From then on, the story continues with Joy Division's reincarnation as New Order and the building of the Hacienda nightclub, and the sometimes disastrous business decisions made by Wilson and Factory. When New Order released Blue Monday, the record sleeve was so expensive to produce they lost money on every copy sold. The single went on to become the biggest-selling 12' of all time, paradoxically crippling Factory in the process. The first nights at the Hacienda were also calamitous, with bands playing in front of single-figure audiences. Eventually however, the druggy indie dance kings Happy Mondays arrived on the scene, and acid house was born. Suddenly the Hacienda was the place to be and the Madchester rave scene became famous all over the world. The scenes of drugs-and-sex-excess on the Monday's tour bus and the re-creation of the Hacienda club nights are superbly portrayed.
The final part of the film tells how gang violence led to the closure of the club and the drug-riddled misadventures of the Mondays, especially their singer Shaun Ryder, led to their downfall and had severe financial implications for Factory Records (Wilson had inexplicably sent them to Barbados to record their last Factory album). Eventually, Factory was sold, lock, stock and barrel, to another label (who were perturbed to find Wilson had not signed any contracts with any of the Factory bands, effectively giving the artists total creative freedom).
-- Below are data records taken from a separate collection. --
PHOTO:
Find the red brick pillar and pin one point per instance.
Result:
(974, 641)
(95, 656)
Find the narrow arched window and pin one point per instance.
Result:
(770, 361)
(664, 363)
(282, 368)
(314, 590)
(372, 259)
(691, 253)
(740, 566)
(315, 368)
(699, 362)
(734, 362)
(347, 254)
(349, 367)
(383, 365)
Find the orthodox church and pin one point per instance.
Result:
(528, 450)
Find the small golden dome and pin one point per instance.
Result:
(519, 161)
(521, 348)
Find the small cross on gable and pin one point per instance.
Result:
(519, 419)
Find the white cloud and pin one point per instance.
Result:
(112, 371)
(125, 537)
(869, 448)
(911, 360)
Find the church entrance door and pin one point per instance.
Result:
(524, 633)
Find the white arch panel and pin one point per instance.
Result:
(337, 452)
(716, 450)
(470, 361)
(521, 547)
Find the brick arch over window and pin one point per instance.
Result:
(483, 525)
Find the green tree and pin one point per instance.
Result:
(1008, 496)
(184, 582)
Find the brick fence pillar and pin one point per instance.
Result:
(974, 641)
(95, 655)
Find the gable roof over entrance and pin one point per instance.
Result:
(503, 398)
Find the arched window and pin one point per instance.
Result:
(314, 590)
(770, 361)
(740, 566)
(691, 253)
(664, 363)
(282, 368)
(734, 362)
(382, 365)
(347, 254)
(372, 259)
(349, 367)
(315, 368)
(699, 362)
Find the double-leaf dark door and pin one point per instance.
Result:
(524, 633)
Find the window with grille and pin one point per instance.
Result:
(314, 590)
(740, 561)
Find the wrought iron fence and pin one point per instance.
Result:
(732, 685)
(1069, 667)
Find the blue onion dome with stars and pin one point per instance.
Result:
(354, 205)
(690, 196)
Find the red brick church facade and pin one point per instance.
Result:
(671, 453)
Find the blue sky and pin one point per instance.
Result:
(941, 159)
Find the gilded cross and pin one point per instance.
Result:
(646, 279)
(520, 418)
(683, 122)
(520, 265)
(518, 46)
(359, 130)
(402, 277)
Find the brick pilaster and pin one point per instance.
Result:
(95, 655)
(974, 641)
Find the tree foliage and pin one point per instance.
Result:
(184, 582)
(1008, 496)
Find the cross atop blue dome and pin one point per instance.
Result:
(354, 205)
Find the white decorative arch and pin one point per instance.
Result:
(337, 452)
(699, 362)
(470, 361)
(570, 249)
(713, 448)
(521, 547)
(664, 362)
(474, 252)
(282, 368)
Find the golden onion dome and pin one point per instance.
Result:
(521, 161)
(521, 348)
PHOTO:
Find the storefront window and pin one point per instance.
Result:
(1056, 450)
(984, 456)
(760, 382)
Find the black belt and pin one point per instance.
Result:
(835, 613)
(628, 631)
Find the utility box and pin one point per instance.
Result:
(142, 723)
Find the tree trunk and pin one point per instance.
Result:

24 Hour Party People is a real rollercoaster ride. There are some brilliant acting performances, punctuated by cameos from real members of the Manchester music scene (such as Howard Devoto and Mark E. Smith). The merging of legend and reality may make it difficult for people unfamiliar with events to work out what actually happened. But this is no accurate, austere documentary, but a touching, sometimes surreal, and often very, very funny, anarchic portrayal of a time and a place and it's music. Oh, and of course, the soundtrack is fantastic.
Brilliant film. Sharp and clever, lively and irreverent, Steve Coogan's break-out film portrays the Madchester scene, very specifically 1976-1992, when a new music was freeing the city and the nation around it. Watching this, it was so authentic I was sure that it was older. There's a special feature on the DVD where one of the actors talks about various films being "[city name]: The Movie" (e.g. Trainspotting = Edinburgh: The Movie). This is Manchester.
But on top of its ability to capture a moment, we have a love letter to New Wave music and a biopic that's definitely outside the box. In the narrator's words, "I'm a minor character in my own story." Creative, fun and dramatic movie, perhaps one of the most relevant in recent British film history.
Michael Winterbottom is always doing something interesting with his films- even though most of the time it never works, his ambition is remarkable. With his metafilm, "24 Hour Party People", he delves into the history of new wave 80s punk in Manchester England. While the film is visually inventive and colorful and the performances are vibrant, he never goes deep enough into the places that would really flesh out the story.